« Nous sommes en 1940, en
Allemagne, dans un camp de prisonniers français.
Des prêtres prisonniers demandent à Jean-Paul Sartre, prisonnier depuis
quelques mois avec eux, de rédiger une petite méditation pour la veillée de
Noël. Sartre, l'athée, accepte. Et offre à ses camarades ces quelques lignes
magnifiques.
"Vous
avez le droit d'exiger qu'on vous montre la Crèche. La voici. Voici la Vierge,
voici Joseph et voici l'Enfant Jésus. L'artiste a mis tout son amour dans ce
dessin, vous le trouverez peut-être naïf, mais écoutez. Vous n'avez qu'à fermer
les yeux pour m'entendre et je vous dirai comment je les vois au-dedans de moi.
La Vierge
est pâle et elle regarde l'enfant.

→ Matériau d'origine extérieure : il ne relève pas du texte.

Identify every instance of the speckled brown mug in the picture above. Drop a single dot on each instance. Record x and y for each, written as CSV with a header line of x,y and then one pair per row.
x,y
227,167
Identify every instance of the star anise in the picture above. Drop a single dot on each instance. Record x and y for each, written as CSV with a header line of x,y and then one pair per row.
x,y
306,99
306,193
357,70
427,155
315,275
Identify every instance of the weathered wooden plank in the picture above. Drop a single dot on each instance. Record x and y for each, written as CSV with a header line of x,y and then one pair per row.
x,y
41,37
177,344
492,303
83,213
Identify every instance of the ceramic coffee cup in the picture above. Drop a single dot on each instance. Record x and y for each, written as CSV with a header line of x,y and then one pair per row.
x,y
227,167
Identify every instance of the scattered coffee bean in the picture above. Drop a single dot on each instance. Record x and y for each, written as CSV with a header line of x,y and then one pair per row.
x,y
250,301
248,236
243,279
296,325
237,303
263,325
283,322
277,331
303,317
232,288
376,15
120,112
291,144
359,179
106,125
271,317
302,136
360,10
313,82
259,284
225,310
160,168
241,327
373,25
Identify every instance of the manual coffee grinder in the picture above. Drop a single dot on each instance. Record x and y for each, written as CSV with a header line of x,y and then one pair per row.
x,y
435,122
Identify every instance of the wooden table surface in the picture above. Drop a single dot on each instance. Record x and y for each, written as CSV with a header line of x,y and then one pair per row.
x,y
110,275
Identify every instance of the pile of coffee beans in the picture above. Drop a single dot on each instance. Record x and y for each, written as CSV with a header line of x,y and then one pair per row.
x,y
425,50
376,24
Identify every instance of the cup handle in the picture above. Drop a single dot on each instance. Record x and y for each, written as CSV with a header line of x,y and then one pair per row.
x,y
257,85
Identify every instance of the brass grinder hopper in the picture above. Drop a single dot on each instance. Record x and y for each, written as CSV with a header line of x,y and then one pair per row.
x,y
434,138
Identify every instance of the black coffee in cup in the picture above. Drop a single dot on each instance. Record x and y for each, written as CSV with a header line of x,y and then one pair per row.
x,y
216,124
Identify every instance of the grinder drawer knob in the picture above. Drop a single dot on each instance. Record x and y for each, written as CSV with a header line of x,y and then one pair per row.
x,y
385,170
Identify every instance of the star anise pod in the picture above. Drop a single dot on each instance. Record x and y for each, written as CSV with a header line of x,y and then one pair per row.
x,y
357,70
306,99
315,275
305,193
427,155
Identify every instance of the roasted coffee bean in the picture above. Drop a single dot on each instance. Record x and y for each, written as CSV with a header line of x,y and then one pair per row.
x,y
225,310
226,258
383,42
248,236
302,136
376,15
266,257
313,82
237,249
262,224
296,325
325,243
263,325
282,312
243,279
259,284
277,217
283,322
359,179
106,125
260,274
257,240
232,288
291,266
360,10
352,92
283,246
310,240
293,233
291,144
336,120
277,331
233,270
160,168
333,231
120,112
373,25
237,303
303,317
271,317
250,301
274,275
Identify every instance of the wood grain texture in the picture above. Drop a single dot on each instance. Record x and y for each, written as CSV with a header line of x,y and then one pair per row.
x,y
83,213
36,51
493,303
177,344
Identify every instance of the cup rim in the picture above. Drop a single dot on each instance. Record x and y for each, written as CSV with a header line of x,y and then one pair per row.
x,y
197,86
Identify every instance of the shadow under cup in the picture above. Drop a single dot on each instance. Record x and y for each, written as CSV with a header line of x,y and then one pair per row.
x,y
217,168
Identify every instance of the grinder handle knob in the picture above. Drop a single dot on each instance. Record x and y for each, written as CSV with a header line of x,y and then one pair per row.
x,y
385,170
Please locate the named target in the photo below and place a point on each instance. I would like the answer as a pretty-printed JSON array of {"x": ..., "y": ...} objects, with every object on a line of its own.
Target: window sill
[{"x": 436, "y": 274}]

Ce qu'il faudrait peindre sur son visage,
c'est un émerveillement anxieux, qui n'apparut qu'une seule fois sur une figure
humaine, car le Christ est son enfant, la chair de sa chair et le fruit de ses
entrailles. Elle l'a porté neuf mois. Elle lui donna le sein et son lait
deviendra le sang de Dieu. Elle le serre dans ses bras et elle dit : « mon
petit » !
Mais à
d'autres moments, elle demeure toute interdite et elle pense : « Dieu est là »,
et elle se sent prise d'une crainte religieuse pour ce Dieu muet, pour cet enfant,
parce que toutes les mères sont ainsi arrêtées par moment, par ce fragment de
leur chair qu'est leur enfant, et elles se sentent en exil devant cette vie
neuve qu'on a faite avec leur vie et qu'habitent les pensées étrangères.
Mais aucun
n'a été plus cruellement et plus rapidement arraché à sa mère, car Il est Dieu
et Il dépasse de tous côtés ce qu'elle peut imaginer. Et c'est une rude épreuve
pour une mère d'avoir crainte de soi et de sa condition humaine devant son
fils. Mais je pense qu'il y a aussi d'autres moments rapides et glissants où
elle sent à la fois que le Christ est son fils, son petit à elle et qu'il est
Dieu. Elle le regarde et elle pense : « ce Dieu est mon enfant ! Cette chair
divine est ma chair, Il est fait de moi, Il a mes yeux et cette forme de
bouche, c'est la forme de la mienne. Il me ressemble, Il est Dieu et Il me
ressemble ».
Et aucune
femme n'a eu de la sorte son Dieu pour elle seule. Un Dieu tout petit qu'on
peut prendre dans ses bras et couvrir de baisers, un Dieu tout chaud qui sourit
et qui respire, un Dieu qu'on peut toucher et qui vit, et c'est dans ces moments-là
que je peindrais Marie si j'étais peintre, et j'essayerais de rendre l'air de
hardiesse tendre et de timidité avec lequel elle avance le doigt pour toucher
la douce petite peau de cet enfant Dieu dont elle sent sur les genoux le poids
tiède, et qui lui sourit. Et voilà pour Jésus et pour la Vierge Marie.
Et Joseph.
Joseph ? Je ne le peindrais pas. Je ne montrerais qu'une ombre au fond de la
grange et aux yeux brillants, car je ne sais que dire de Joseph. Et Joseph ne
sait que dire de lui-même. Il adore et il est heureux d'adorer. Il se sent un
peu en exil. Je crois qu'il souffre sans se l'avouer. Il souffre parce qu'il
voit combien la femme qu'il aime ressemble à Dieu. Combien déjà elle est du
côté de Dieu. Car Dieu est venu dans l'intimité de cette famille. Joseph et
Marie sont séparés pour toujours par cet incendie de clarté, et toute la vie de
Joseph, j'imagine, sera d'apprendre à accepter. Joseph ne sait que dire de
lui-même : il adore et il est heureux d'adorer."
(Extrait de
"Baronia ou le Fils du tonnerre", le texte se trouve intégralement
dans l'ouvrage "Les écrits de Sartre" de M. Contat et M. Rybalka, NRF
1970).
Merci Yann,
pour avoir partagé ces lignes étonnantes sur Facebook.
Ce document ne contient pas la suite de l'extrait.